Enjoy reading my latest journal entry as I backpack the Appalachian Trail from Georgia to Maine. If you missed it, here are my previous entries and videos from the trail.
NEW VIDEO
Here’s my latest video showing you all the amazing views of New Hampshire before the White Mountains!
Service in the White Mountains has been scant. I’m trying to get you caught up on the last week or so. Hopefully I will have service as I go into more remote areas of New Hampshire and Maine to keep you in the loop!
DAY 117
It was a wet morning waking up at Eliza Springs Shelter. My tent fly was soaked when I packed it away. I saw Trailfish in the shelter. I hadn’t seen him since Virginia. I also met Happy Feet, No Excuses, and Good Push. They were a 420 crowd as they rolled some joints at 7:30am.
I set off on the trail. It was overcast but no rain. Everything was super green and wet from the night’s storm.
I had worn my waterproof socks and it was a good thing. The trail had puddles and mud in many places. The rocks were slick and I had lots of them to climb up and down. The White Mountains seem to be compromised of rocky, rooty terrain with fir trees and lots of moss.
I ran into No Excuses, Trailfish, Happy Feet, and Good Push multiple times throughout the day as we both passed each other. We were united at the summit of Kinsman Mountain. The climb had been steep and the view unrewarding. We were in a cloud with nothing to see.
I stopped at the Kinsman Pond Shelter to have a pizza burrito lunch. A bit later I arrived at Lonesome Lake Hut. In the Whites they have shelters which you have to pay to stay at or camp. They also have huts which you always pay for but they are nicer, enclosed bunk rooms with meals for overnight guests. People pay $100+ to hike into the wilderness and stay in a bunk room with strangers and pit toilets with no showers. At Lonesome Lake Hut the staff had set out the breakfast leftovers for us thru-hikers to devour like the hiker trash we are. I had some cold sausages, oatmeal, chicken, and eggs.

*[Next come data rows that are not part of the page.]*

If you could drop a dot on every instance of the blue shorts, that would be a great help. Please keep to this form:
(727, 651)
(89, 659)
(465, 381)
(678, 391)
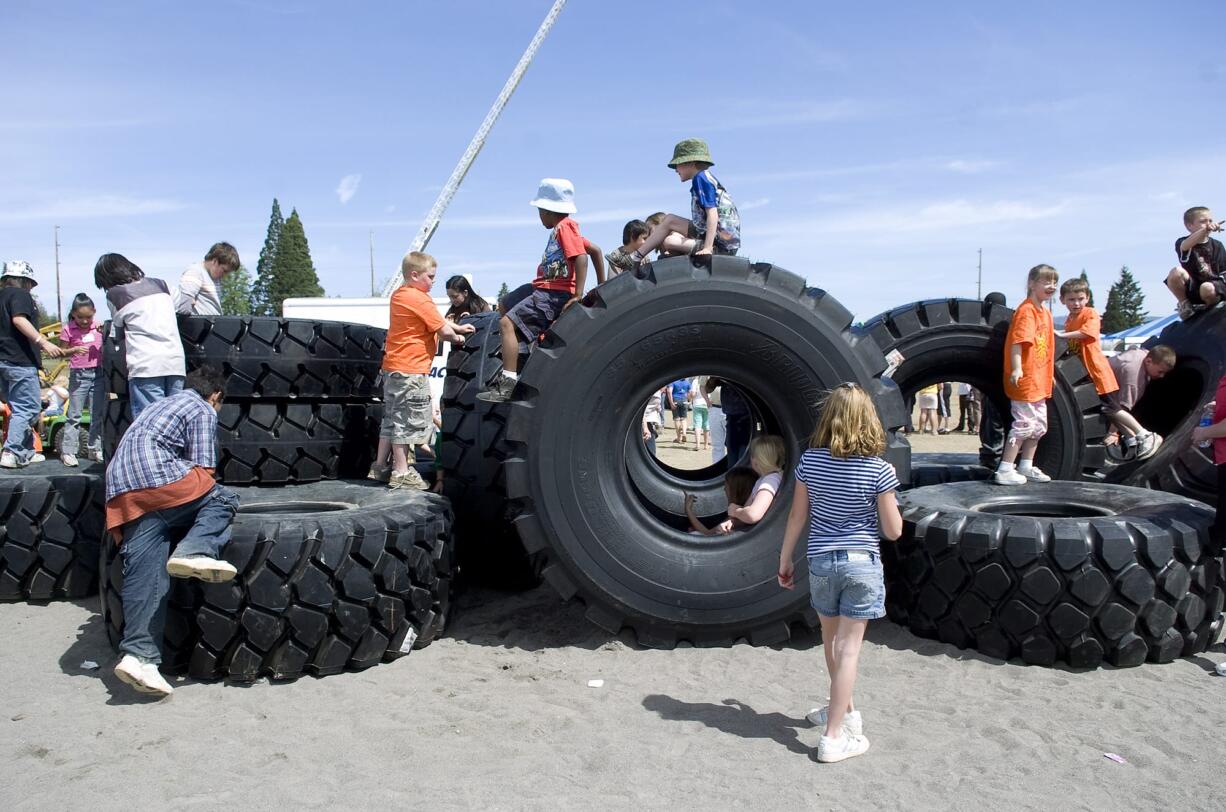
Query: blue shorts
(847, 583)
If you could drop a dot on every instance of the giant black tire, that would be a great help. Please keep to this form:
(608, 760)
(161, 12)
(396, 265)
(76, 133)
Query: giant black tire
(963, 340)
(471, 455)
(1172, 407)
(50, 523)
(580, 399)
(270, 357)
(1070, 572)
(282, 440)
(332, 577)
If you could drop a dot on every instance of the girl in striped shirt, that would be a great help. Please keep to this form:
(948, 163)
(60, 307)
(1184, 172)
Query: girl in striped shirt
(845, 492)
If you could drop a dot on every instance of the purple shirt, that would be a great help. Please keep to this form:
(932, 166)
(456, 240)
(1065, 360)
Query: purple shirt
(74, 336)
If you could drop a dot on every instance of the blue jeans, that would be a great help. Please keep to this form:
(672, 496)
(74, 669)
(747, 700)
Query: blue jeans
(847, 583)
(145, 391)
(19, 388)
(145, 551)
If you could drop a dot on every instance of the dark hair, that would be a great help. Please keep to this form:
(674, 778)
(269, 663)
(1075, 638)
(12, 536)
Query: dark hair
(206, 380)
(633, 231)
(224, 255)
(471, 304)
(81, 301)
(115, 269)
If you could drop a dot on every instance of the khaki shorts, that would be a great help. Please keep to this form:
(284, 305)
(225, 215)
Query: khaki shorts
(407, 411)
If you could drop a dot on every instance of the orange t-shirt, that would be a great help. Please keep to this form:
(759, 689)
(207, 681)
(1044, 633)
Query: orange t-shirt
(1091, 353)
(1032, 329)
(412, 331)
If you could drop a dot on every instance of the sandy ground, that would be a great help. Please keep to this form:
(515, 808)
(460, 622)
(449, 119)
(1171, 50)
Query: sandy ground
(499, 715)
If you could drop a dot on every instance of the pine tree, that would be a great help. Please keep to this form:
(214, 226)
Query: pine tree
(293, 274)
(1124, 304)
(260, 302)
(236, 290)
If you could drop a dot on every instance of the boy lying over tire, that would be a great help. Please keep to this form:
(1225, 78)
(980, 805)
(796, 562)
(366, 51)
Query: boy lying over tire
(161, 485)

Clouds still covered the peaks as I left Lonesome Lake but the sun did peek out now and again. I began climbing up into the clouds. It was grueling and my knees and legs were dying.
At last I reached Little Haystack Mountain. Of course, no view, just clouds. As I hiked, the water vapor collected on my beard, mustache, and eyelashes. I would blink and tears fell and each step I took shook beads of water off my beard.
I was hiking along the Franconia Ridge. It was above tree line with rock cairns marking the trail. This section should have been gorgeous on a clear day with 360° views of the mountains. I was very disappointed and thought maybe after the AT I could return here to walk the ridge on a clear day. I saw some good stealth campsites and would have camped with the hope that the next day would be clear. Unfortunately I had barely any water to last me until the next source.
I summited Mount Lincoln and then Mount Lafeyette along the ridge. As I was descending the ridge I stopped to rest my legs. All of a sudden the clouds blew right up and over the mountains. Slowly but surely they began to clear and a spectacular panorama of the White Mountains appeared. I could even see Mount Washington in the distance. It was quite the sight to see the Presidential Range.
As I hiked down with Trailfish and Good Push, my knees aches and a new blister hurt. I’m not sure if my waterproof socks completely worked. We were all beat from the long day of climbs but happy we got a view.
Finally we reached Garfield Pond where plenty of stealth campsites were available. The pond was our water source but we all soaked and muddied our shoes trying to get close enough to gather water. Soon enough I was eating as much food as I could for dinner. I thought my sweat might have smelled like ammonia early in the day which indicates your body is burning muscle. I needed to increase my calorie intake.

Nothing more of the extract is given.